第14話

 魔王が倒れ、本拠地が潰され、何もかもを失った魔族の軍勢は一か月ほどで全滅。

 本当に生者が誰も残っていない……完全なる殲滅だ。

 ドレシア帝国皇帝、アレティア・フォン・ドレシアとフェルジャンヌ王国国王ララティーナ・フォン・ドレシアが連名で魔族の完全消滅の宣言を出したほどだ。


 世界大戦から始まり、魔族との戦争。

 全ての人類を巻き込んだ長かった争いもようやく終わった。


「……なにこれ」

 

 全てが終わった後はどうするか。

 急に大権を得た僕に嫉妬を抱く王国内の貴族たちを先導し、自分を越権行為で咎めさせ、そのまま強引にララティーナとの婚約を破棄。

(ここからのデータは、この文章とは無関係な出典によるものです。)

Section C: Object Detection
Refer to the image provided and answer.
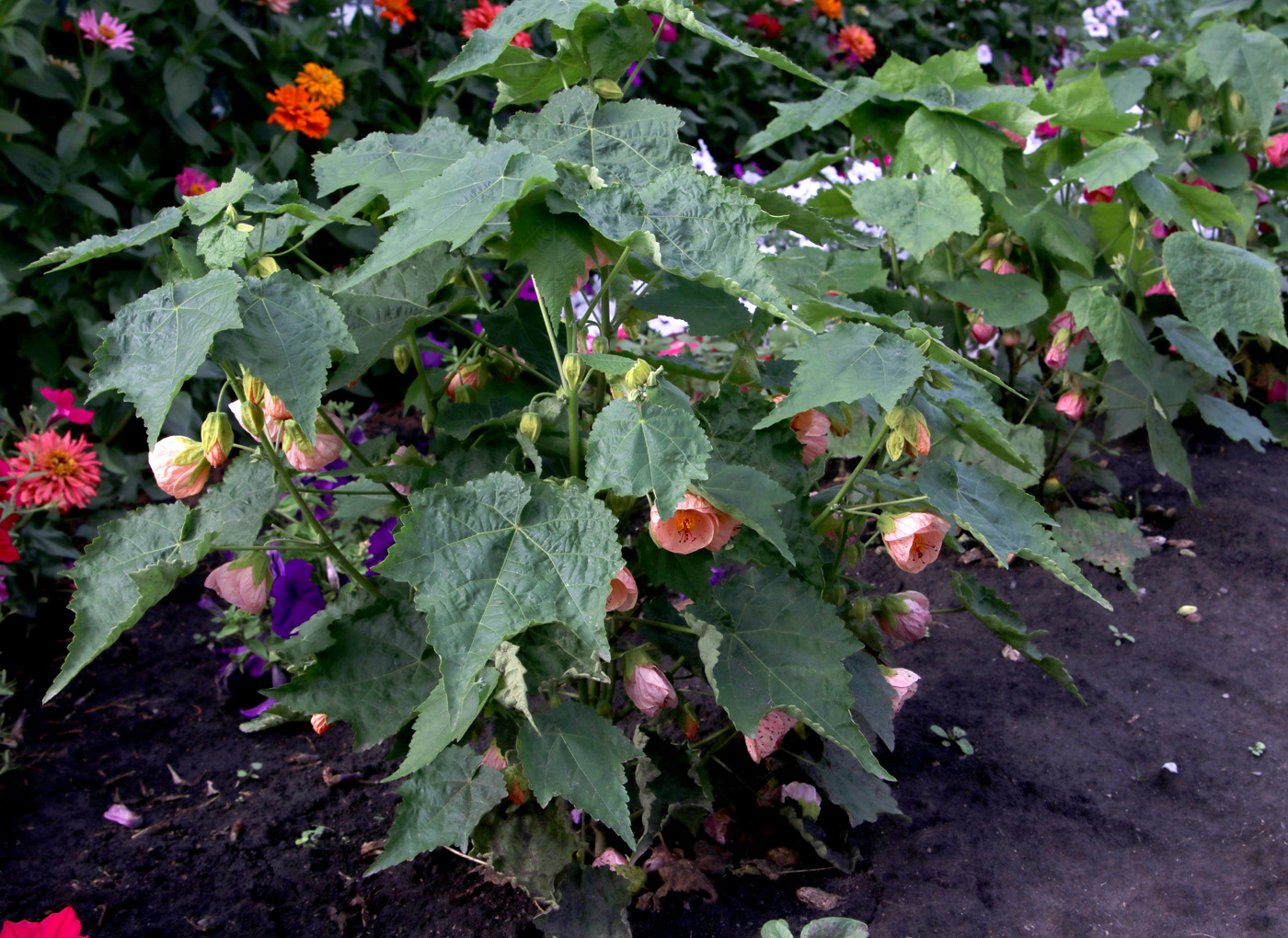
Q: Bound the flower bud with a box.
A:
[201,410,233,467]
[519,410,541,442]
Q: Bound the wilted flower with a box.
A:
[650,493,742,554]
[1055,391,1087,421]
[743,710,799,761]
[622,650,680,716]
[881,668,921,715]
[604,566,638,612]
[876,589,930,644]
[9,429,102,512]
[877,510,950,573]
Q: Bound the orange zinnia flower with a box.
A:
[834,24,877,62]
[9,429,102,512]
[376,0,416,26]
[264,85,331,141]
[295,62,344,110]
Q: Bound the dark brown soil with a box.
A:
[0,434,1288,938]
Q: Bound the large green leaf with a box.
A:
[586,397,711,510]
[313,117,483,202]
[23,206,183,273]
[693,460,796,564]
[850,172,984,260]
[212,270,358,442]
[917,460,1113,610]
[366,747,505,876]
[1163,232,1288,346]
[339,141,555,290]
[740,76,881,157]
[518,700,640,848]
[273,600,438,747]
[505,87,692,188]
[45,502,213,702]
[89,270,242,448]
[1194,22,1288,134]
[577,168,799,322]
[380,472,622,715]
[684,568,894,781]
[756,323,926,429]
[953,570,1087,703]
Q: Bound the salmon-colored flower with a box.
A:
[264,85,331,141]
[376,0,416,26]
[834,24,877,62]
[650,493,742,554]
[742,710,799,761]
[205,551,273,615]
[604,566,640,612]
[9,429,102,512]
[877,510,952,573]
[881,668,921,716]
[876,589,930,645]
[148,436,210,498]
[295,62,344,110]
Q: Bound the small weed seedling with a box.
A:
[930,725,975,755]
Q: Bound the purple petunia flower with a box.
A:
[268,560,326,638]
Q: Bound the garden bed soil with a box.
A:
[0,432,1288,938]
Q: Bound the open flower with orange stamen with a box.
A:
[264,85,331,141]
[295,62,344,110]
[9,429,102,512]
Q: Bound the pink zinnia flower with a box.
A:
[10,429,102,512]
[174,166,219,196]
[76,10,134,51]
[40,387,94,423]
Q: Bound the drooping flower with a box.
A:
[174,166,219,196]
[877,510,952,573]
[295,62,344,110]
[268,560,326,638]
[607,563,638,612]
[650,493,742,554]
[376,0,416,26]
[0,906,85,938]
[40,387,94,423]
[1055,391,1087,421]
[148,436,210,498]
[742,710,799,763]
[834,24,877,62]
[9,429,102,513]
[881,668,921,716]
[205,551,273,615]
[1266,134,1288,166]
[747,13,783,39]
[876,589,930,645]
[264,85,331,141]
[76,10,134,51]
[622,648,680,716]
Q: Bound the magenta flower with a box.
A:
[174,166,219,196]
[76,10,134,51]
[40,387,94,423]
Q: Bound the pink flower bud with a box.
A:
[148,436,210,498]
[742,710,799,761]
[1055,391,1087,421]
[879,510,952,573]
[876,589,930,645]
[622,661,680,716]
[206,557,273,613]
[881,668,921,715]
[604,566,640,612]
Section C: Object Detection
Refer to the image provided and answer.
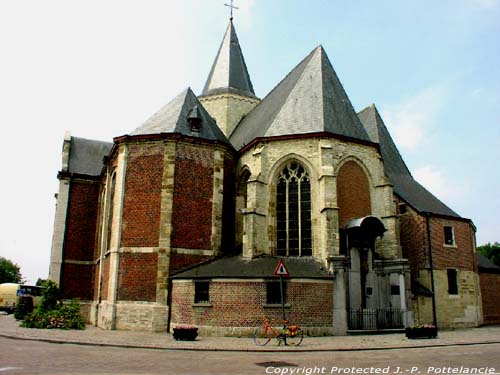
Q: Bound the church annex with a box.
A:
[49,19,482,335]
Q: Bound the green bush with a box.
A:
[14,296,33,320]
[21,301,85,329]
[21,280,85,329]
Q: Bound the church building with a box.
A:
[49,18,482,336]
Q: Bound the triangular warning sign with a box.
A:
[274,260,290,276]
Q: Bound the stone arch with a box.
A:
[269,154,313,256]
[235,165,252,253]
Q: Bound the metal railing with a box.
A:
[347,308,404,330]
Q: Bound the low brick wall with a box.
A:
[171,279,333,336]
[479,272,500,324]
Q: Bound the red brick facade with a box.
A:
[172,280,333,327]
[61,263,94,301]
[337,161,372,228]
[120,143,164,247]
[479,272,500,324]
[61,179,100,300]
[396,197,477,276]
[171,143,214,249]
[118,253,158,302]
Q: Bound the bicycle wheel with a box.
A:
[286,328,304,346]
[253,327,271,346]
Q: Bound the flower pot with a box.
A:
[406,327,437,339]
[173,327,198,341]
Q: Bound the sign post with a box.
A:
[274,259,290,321]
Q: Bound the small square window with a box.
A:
[446,268,458,294]
[443,226,455,246]
[391,285,400,296]
[399,203,408,215]
[194,281,210,303]
[266,281,286,305]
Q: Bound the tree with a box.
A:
[477,242,500,267]
[0,257,23,284]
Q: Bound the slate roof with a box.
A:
[201,20,255,97]
[171,256,333,279]
[358,104,460,218]
[476,253,500,273]
[229,46,370,150]
[68,137,113,176]
[130,87,229,143]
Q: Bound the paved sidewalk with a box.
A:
[0,315,500,352]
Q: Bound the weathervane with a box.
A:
[224,0,238,21]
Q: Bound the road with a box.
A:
[0,337,500,375]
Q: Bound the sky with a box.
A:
[0,0,500,283]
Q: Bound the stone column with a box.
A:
[329,256,347,336]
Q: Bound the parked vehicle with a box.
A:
[0,283,43,314]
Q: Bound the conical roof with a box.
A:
[130,87,229,143]
[359,104,460,217]
[230,46,370,149]
[201,20,255,97]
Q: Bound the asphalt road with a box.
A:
[0,337,500,375]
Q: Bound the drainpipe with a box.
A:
[425,212,437,332]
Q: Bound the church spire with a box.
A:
[201,19,255,98]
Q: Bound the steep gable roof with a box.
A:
[201,20,255,97]
[130,87,229,143]
[229,46,370,149]
[358,104,460,218]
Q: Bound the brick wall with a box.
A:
[337,161,372,228]
[222,157,236,253]
[61,263,94,301]
[169,254,211,274]
[431,217,477,272]
[120,143,164,247]
[118,253,158,302]
[64,180,100,261]
[172,280,333,327]
[171,143,214,249]
[61,179,100,300]
[396,197,477,272]
[479,272,500,324]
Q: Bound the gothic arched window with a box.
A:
[276,162,312,256]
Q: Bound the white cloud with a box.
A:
[382,83,448,151]
[412,165,469,202]
[472,0,500,9]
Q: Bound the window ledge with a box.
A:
[264,303,291,309]
[191,302,212,307]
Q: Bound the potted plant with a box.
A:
[173,326,198,341]
[406,324,437,339]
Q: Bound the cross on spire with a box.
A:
[224,0,238,21]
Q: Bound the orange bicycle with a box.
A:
[253,318,304,346]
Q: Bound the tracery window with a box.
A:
[276,162,312,256]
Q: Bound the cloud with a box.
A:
[411,165,469,202]
[382,83,449,151]
[472,0,500,10]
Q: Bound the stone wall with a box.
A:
[171,279,333,336]
[237,136,401,260]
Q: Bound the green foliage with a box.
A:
[14,296,33,320]
[21,301,85,329]
[21,280,85,329]
[477,242,500,267]
[40,280,62,311]
[0,257,23,284]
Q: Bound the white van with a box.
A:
[0,283,43,314]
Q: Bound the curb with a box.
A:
[0,334,500,353]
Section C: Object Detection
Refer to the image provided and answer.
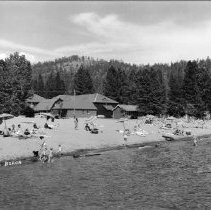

 自身の作った商会で稼いだ莫大な金を手に、楽隠居を送る計画が僕の中にはあった。


「見ての通りよ」


 だが、そんな僕の計画が今。

 目の前で崩れ去ろうとしていた。

 

 自身の前にいるララティーナとアレティアの二人から渡された一つの書類……国際連合構想が書かれた紙を前に僕は体を震えさせる。


「……嫌だよ?」

 

 僕は半ば答えを察しながら


「拒否権はないわ。ドレシア帝国とフェルジャンヌ王国を世界的な機関にしたのは誰かしら?」


「これを断って……この世界でまともに生きていくのは少し諦めた方がいいかもしれません」


「な、なんで君たちが……」


「これが私の奥の手よ」


「どうせノア様は逃げてしまうでしょう?ですので、逃げられないようにしてみました」


「……」

 

 国際連合構想。

 二度とこのような災禍が起きないようにするため、世界を一つにしようという壮大な計画である。

 が、こんな理念は本題じゃない。おまけだ。

 

 本当に重要なのはその国際連合の総長にドレシア帝国皇帝とフェルジャンヌ王国国王の夫であるノア・ラインハルトを推薦すると言うとんでもない文言である。

 

「……正気か?」

 

「正気よ」


「絶対に逃がしません」


「……作戦ミスったわぁ」

 

 この世界の頂点である二人に睨まれて無事でいられる人間などいるのだろうか?いるわけがない。

 この二人が組むのは完全に予想外……。

 最後の最後で僕はチェックメイトを喰らったのだった。